Ma l'iconografia scolpita nelle menti è fatta dai ragazzi che si arrampicano sul Muro, tirandosi su a vicenda; dal piccone che solleva polvere dalla granitica sommità della barriera; dal lavorio di martelli grandi e piccoli, dei primissimi 'Mauerspechte', i 'picchi del Muro'. E poi i potenti idranti cui si resiste in piedi o, in maniera irridente, accovacciati dietro un ombrello. Una confusa consapevolezza che sono solo schizzi alzati dal debole colpo di coda di un regime agonizzante: in tre giorni, due milioni di persone passarono il confine sancendo la fine di un mondo.
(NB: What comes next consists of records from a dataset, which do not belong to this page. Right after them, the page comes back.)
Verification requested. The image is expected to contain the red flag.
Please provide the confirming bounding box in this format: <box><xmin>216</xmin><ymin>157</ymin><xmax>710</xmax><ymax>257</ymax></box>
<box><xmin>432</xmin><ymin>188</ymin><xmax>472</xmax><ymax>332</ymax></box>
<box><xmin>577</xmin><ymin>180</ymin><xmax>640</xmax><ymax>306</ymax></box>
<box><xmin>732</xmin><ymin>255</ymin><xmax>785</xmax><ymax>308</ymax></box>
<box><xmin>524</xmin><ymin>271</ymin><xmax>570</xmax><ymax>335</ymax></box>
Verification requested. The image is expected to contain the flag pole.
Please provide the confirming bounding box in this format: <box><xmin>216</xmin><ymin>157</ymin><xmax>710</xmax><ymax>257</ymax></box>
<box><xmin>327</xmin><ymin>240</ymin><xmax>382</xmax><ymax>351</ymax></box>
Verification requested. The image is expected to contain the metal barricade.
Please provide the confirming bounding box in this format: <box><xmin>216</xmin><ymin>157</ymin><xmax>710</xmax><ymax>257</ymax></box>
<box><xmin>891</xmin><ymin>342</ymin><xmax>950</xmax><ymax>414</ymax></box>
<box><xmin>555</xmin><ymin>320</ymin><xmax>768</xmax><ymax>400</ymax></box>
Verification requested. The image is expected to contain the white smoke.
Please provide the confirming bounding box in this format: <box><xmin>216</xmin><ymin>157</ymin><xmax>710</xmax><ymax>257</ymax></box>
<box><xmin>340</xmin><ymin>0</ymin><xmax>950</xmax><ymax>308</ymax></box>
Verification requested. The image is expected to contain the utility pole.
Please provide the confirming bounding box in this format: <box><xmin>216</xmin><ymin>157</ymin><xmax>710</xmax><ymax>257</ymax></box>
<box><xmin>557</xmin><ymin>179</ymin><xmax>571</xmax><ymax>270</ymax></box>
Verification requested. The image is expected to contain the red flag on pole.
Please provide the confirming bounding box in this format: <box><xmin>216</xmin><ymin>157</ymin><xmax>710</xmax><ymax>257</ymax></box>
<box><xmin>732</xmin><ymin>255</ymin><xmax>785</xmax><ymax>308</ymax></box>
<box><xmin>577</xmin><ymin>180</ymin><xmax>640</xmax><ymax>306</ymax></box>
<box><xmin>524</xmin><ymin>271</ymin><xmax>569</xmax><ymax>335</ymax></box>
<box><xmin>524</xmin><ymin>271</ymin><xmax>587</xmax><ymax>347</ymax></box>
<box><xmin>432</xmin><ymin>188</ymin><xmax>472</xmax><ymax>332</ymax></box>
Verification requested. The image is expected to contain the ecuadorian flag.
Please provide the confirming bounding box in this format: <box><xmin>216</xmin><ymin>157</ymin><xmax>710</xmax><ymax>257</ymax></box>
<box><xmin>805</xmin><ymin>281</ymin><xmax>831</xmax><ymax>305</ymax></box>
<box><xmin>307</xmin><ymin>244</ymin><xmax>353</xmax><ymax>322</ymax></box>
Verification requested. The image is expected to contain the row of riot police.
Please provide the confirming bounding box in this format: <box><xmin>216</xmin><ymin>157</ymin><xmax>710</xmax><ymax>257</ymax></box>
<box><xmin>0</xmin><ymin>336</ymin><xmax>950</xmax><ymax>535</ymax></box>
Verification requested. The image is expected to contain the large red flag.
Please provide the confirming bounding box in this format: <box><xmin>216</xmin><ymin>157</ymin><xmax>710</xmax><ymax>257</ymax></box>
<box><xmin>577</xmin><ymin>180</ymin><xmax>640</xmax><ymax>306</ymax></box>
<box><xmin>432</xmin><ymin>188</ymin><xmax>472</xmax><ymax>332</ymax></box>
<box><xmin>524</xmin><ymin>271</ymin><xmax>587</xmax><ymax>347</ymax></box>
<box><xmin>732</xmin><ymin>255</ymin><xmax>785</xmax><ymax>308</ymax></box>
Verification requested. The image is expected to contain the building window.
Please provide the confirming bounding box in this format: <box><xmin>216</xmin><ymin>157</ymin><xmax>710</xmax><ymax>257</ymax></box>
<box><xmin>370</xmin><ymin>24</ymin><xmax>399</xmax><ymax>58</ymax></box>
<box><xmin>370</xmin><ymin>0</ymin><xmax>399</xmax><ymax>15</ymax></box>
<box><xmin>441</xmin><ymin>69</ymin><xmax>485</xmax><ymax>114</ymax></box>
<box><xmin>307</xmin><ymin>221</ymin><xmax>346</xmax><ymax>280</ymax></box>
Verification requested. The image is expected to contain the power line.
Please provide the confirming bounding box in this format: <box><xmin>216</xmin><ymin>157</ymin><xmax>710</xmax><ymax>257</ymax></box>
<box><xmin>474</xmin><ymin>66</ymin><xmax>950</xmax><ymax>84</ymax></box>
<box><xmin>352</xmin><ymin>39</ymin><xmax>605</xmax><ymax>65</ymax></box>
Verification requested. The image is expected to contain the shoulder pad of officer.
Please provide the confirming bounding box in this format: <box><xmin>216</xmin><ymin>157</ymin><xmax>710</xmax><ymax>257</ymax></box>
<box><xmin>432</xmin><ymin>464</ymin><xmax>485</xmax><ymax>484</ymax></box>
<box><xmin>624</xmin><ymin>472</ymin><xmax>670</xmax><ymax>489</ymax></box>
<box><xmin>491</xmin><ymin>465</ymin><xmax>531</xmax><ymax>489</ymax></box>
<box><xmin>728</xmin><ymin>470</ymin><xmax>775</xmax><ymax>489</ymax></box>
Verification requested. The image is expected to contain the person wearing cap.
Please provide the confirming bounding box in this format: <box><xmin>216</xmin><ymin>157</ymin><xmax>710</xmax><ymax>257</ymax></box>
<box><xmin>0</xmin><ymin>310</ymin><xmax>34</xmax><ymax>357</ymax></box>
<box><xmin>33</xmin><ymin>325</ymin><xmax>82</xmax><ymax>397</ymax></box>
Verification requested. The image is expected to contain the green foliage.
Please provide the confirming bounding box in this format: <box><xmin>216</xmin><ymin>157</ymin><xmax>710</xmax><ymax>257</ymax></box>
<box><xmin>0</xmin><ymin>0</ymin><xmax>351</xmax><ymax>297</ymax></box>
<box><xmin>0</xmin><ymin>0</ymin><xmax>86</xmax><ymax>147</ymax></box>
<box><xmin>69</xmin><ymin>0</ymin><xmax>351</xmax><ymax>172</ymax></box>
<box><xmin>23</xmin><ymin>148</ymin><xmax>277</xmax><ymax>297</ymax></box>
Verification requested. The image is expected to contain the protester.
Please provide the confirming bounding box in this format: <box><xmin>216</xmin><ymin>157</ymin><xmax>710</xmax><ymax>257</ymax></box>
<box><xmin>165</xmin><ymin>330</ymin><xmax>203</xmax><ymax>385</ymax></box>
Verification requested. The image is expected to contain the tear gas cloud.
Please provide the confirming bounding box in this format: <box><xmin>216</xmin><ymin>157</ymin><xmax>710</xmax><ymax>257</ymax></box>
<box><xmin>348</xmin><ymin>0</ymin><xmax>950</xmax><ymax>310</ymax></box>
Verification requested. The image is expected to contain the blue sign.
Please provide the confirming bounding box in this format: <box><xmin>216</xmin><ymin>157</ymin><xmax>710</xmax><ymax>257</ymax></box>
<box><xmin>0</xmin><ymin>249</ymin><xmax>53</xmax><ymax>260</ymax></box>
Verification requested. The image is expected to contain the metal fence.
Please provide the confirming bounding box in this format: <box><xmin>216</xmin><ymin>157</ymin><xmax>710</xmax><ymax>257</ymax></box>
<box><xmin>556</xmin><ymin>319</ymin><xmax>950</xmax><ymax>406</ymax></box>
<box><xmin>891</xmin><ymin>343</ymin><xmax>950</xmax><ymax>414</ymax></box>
"Il muro era come una macchina del tempo. Si passava Checkpoint Charlie e si piombava nel passato, negli anni Cinquanta. Meno luci, niente insegne, anche l'aria aveva un altro odore, impestata dalle Trabant, le vetturette in plastica simbolo dell'industria nella DDR", ha scritto Roberto Giardina, giornalista e scrittore, testimone di quegli anni.
La notte del 9 novembre 1989 non fu solo la caduta di un muro di cemento, ma l'abbattimento di un simbolo che aveva separato famiglie e culture per decenni. Fu la notte in cui la Storia sferragliò e fischiò così sonoramente da rendere impossibile non accorgersene, portando con sé un'ondata di libertà e cambiamento che avrebbe modellato il futuro dell'Europa e del mondo intero.